Chapter 1 solutions - 1.3, 1.4, 1.6, 1.7
#----------------------------------------------------------------
1.3.
divisor = 2;
core_difference = 1;
sum = my_value;
while ( divisor <= number of cores ) {
if ( my_rank % divisor == 0 ) {
partner = my_rank + core_difference;
receive value from partner core;
sum += received value;
} else {
partner = my_rank - core_difference;
send my sum to partner core;
}
divisor *= 2;
core_difference *= 2;
}
#----------------------------------------------------------------
1.4.
bitmask = 1;
divisor = 2;
sum = my_value;
while ( bitmask < number of cores ) {
partner = my_rank ^ bitmask;
if ( my_rank % divisor == 0 ) {
receive value from partner core;
sum += received value;
} else {
send my_sum to partner core;
}
bitmask <<= 1;
divisor *= 2;
}
#----------------------------------------------------------------
1.6.
(a) The number of receives is p − 1, and the number of additions is p − 1.

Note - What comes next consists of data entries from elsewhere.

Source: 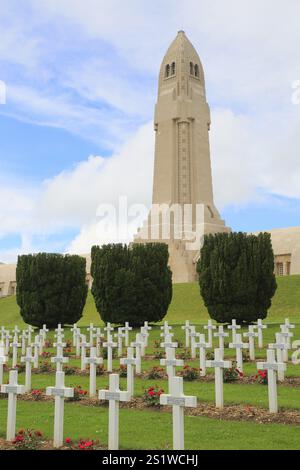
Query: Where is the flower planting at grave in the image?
[119,365,127,377]
[254,370,268,385]
[223,364,244,383]
[68,385,88,401]
[34,361,54,374]
[41,351,52,359]
[63,366,78,375]
[179,364,200,382]
[178,348,191,361]
[12,429,43,450]
[31,388,44,401]
[146,366,166,380]
[143,386,164,406]
[96,364,105,376]
[64,347,72,357]
[15,363,25,374]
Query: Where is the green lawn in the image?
[0,400,300,450]
[0,276,300,450]
[0,276,300,327]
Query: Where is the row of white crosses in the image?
[1,366,197,450]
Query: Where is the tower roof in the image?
[159,30,204,92]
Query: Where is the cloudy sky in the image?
[0,0,300,262]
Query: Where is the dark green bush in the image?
[197,233,277,323]
[91,243,172,326]
[16,253,88,328]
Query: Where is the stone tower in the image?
[135,31,230,282]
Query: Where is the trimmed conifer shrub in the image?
[91,243,172,326]
[197,232,277,323]
[16,253,88,328]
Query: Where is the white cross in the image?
[206,349,232,408]
[10,334,21,368]
[243,325,258,361]
[141,326,149,352]
[55,323,64,336]
[94,328,104,357]
[54,323,65,342]
[144,321,152,331]
[120,348,138,397]
[21,330,27,356]
[160,335,178,349]
[31,336,41,369]
[87,323,96,347]
[21,346,34,392]
[27,325,34,345]
[12,326,21,336]
[103,333,117,372]
[257,349,286,413]
[160,348,184,391]
[280,325,294,362]
[51,342,69,372]
[189,326,199,359]
[160,321,172,334]
[1,370,25,441]
[40,324,49,346]
[160,377,197,450]
[46,371,74,448]
[75,328,81,357]
[71,323,77,348]
[53,341,67,356]
[104,323,114,342]
[181,320,191,348]
[1,326,6,341]
[131,333,144,374]
[99,374,130,450]
[114,328,126,357]
[227,319,241,343]
[122,321,132,348]
[5,331,11,355]
[195,333,209,377]
[229,333,249,372]
[204,320,217,348]
[269,333,289,382]
[0,340,8,385]
[284,318,295,330]
[85,347,103,397]
[254,318,268,349]
[214,325,229,352]
[37,330,44,354]
[160,331,174,341]
[80,335,90,370]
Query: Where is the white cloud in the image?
[0,0,300,260]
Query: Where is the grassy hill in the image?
[0,276,300,327]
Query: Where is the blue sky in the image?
[0,0,300,262]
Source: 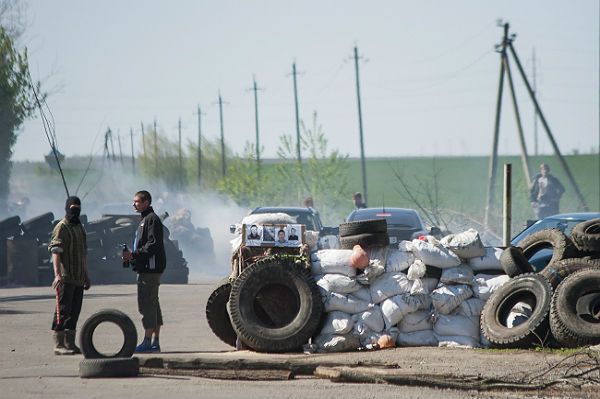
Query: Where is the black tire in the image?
[340,219,387,237]
[539,258,600,288]
[571,219,600,252]
[518,229,577,264]
[227,259,323,352]
[79,357,140,378]
[481,273,552,348]
[550,269,600,348]
[206,277,237,348]
[500,247,535,277]
[80,309,137,359]
[340,233,390,249]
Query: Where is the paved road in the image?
[0,279,592,399]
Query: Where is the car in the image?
[346,208,435,246]
[510,212,600,271]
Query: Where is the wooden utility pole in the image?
[354,46,368,204]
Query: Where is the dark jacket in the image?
[133,207,167,273]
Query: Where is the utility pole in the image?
[292,62,302,165]
[219,91,227,177]
[354,46,368,203]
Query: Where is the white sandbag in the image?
[314,334,360,352]
[381,294,421,329]
[453,298,485,317]
[356,259,385,285]
[370,272,413,303]
[440,229,485,259]
[410,240,461,269]
[352,306,385,332]
[396,330,438,346]
[320,310,354,335]
[469,247,504,271]
[398,310,433,333]
[473,274,510,301]
[324,292,373,314]
[385,249,415,273]
[433,314,479,342]
[437,335,481,349]
[430,284,473,314]
[316,273,362,294]
[440,264,473,285]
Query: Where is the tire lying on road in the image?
[80,309,137,359]
[206,277,237,347]
[481,273,552,348]
[571,219,600,252]
[550,269,600,348]
[227,259,323,352]
[79,357,140,378]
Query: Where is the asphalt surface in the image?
[0,278,589,399]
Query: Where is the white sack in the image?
[440,264,473,285]
[396,330,438,346]
[316,273,361,294]
[433,314,479,341]
[469,247,503,271]
[398,310,433,333]
[370,272,413,303]
[314,334,360,352]
[440,229,485,259]
[385,249,415,273]
[319,311,354,335]
[324,292,373,314]
[430,284,473,314]
[381,294,421,329]
[410,240,461,268]
[473,274,510,301]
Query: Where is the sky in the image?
[13,0,600,161]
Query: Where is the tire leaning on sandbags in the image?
[79,309,137,359]
[550,269,600,348]
[227,259,323,352]
[79,357,140,378]
[539,258,600,288]
[571,219,600,252]
[481,273,552,348]
[340,232,390,249]
[500,246,534,277]
[340,219,387,237]
[206,277,237,348]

(b) The number of receives is log2(p), and the number of additions is log2(p).
(c)
p Original Tree-Structured
2 1 1
4 3 2
8 7 3
16 15 4
32 31 5
64 63 6
128 127 7
256 255 8
512 511 9
1024 1023 10
#----------------------------------------------------------------
1.7.
The example is a combination of task- and data- parallelism.
In each phase of the tree-structured global sum, the cores are computing partial sums.
This can be seen as data-parallelism.
Also, in each phase, there are two types of tasks.
Some cores are sending their sums and some are receiving another cores partial sum.
This can be seen as task-parallelism.
#----------------------------------------------------------------